As I've stated in previous posts, this has been a very challenging year for me on different levels, but especially emotionally. I do not wish to replay this past year, for sure!
I need to make some changes in my life and am struggling with the best way to go about these changes. I've decided that my major focus will be me.
I'm praying about this and developing a strategy to make 2010 a much better year.
One decision I've made is to shut down the event planning business. I did not devote the time needed to it and if I'd done better research, I would have realized that most events in this city are handled on a volunteer basis mostly.
Another decision is to really work on my photography and spend the proper time needed to bring in some decent income. I'm not sure what's happened to me at this stage in my life, but photography has DEFINITELY become my absolute passion! I'm squirreling money away in order to afford a really awesome SLR camera with a couple of major lenses. My goal is to own one before the summer.

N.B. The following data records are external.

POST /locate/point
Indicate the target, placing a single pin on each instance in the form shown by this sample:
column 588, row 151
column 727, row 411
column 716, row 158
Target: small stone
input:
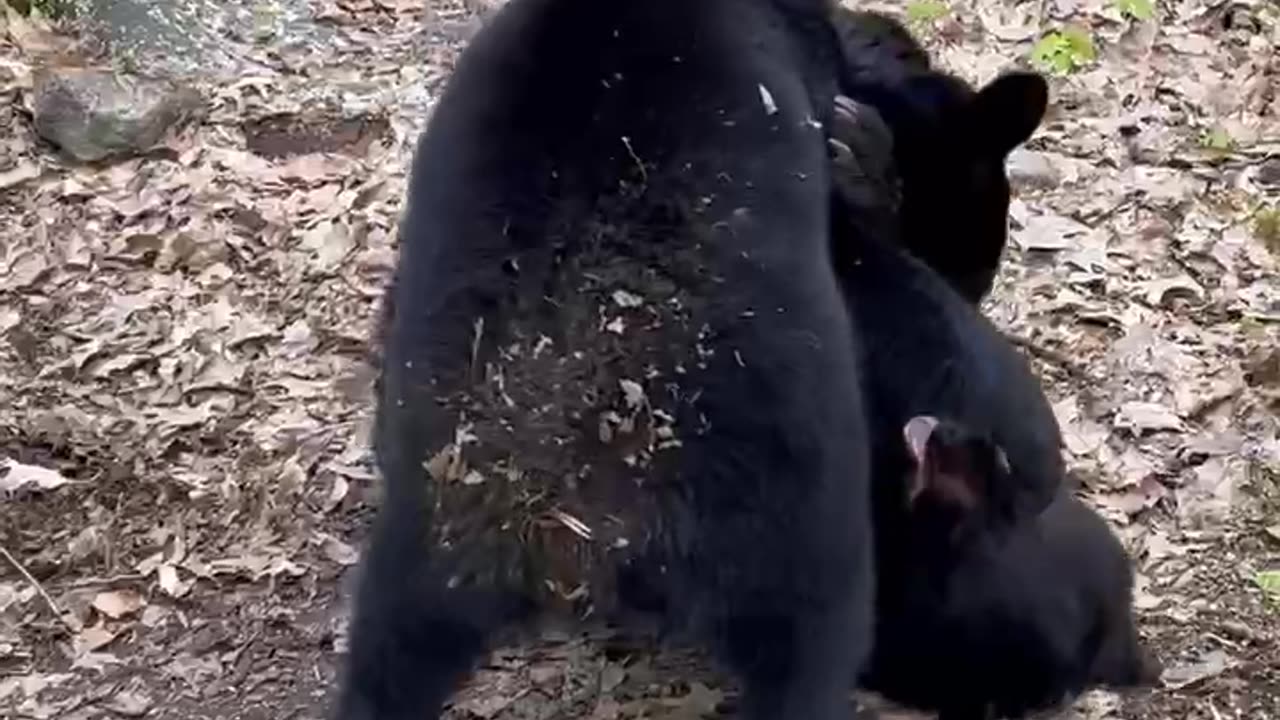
column 95, row 114
column 1028, row 168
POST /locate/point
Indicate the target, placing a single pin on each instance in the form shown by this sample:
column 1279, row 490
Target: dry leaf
column 118, row 604
column 18, row 474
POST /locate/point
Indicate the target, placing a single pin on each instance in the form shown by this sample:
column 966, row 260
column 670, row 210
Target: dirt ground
column 186, row 364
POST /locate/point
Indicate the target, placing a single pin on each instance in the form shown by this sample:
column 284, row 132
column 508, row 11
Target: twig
column 1068, row 364
column 32, row 580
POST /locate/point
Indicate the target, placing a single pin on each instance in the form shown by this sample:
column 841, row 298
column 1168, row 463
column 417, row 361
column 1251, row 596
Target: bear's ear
column 1009, row 109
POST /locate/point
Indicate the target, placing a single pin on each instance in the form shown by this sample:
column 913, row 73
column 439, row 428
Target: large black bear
column 927, row 349
column 1000, row 624
column 967, row 618
column 950, row 144
column 615, row 338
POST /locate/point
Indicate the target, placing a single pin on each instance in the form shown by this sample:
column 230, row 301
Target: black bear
column 950, row 144
column 926, row 349
column 616, row 337
column 986, row 624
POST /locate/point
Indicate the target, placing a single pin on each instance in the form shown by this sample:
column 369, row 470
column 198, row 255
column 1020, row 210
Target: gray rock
column 94, row 114
column 1028, row 168
column 1269, row 173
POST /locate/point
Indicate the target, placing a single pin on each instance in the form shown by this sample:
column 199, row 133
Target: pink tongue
column 917, row 432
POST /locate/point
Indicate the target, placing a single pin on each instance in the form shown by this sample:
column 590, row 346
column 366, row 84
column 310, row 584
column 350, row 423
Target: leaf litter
column 186, row 365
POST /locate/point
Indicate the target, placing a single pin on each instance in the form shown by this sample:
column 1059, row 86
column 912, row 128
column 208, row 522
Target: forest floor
column 186, row 365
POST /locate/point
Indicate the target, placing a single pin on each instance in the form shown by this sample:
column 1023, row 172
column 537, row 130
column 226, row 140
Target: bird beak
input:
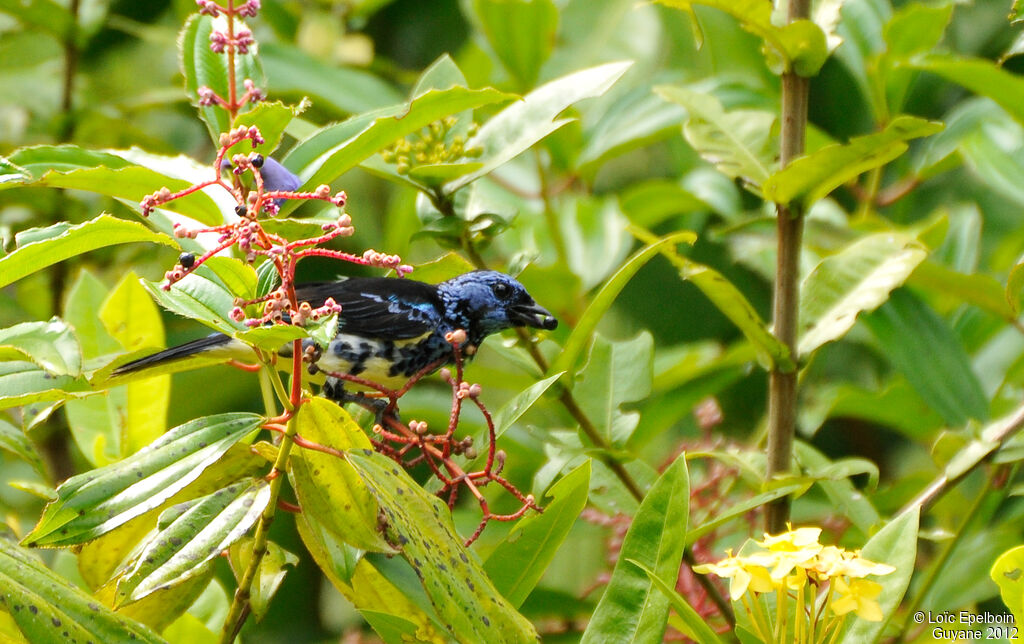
column 532, row 315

Then there's the physical me. On Monday, I'm taking out a membership to our Wellness Centre and also plan on signing up for either the Zumba classes or the Hip Hop classes. That should be cute! I'll probably be in with a bunch of twenty or thirty year olds. I don't care. I want to get back to a size 8 or 10. Well, that's certainly not going to happen unless I'm prepared to put in the time and the work. My goal is to be there before 2010 ends.
I am SO happy I've moved back to my hometown area. Finally, I'm in a place where I have tremedous tangible support and wonderful, wonderful emotional support. Moving around with my husband's job, I never had much of that.
Well, I refuse to call them New Year's resolutions, but will work on moving in a positive direction for me.
The only other thing I need to do is find a part-time job to get rid of some debt. At 62 years old, we'll see what happens. My cousin got a job cleaning the theatres from 11pm to 4am. I'm going to ask him to keep me in my mind if there's another opening. Being the night owl I am, it's probably a good fit for me.
This may be selfish, but I really NEED this change.
I'm so shocked at how quickly one's life can take a major turn....
Finally, Happy New Year to all and a wish for a definite Happier New Year for me!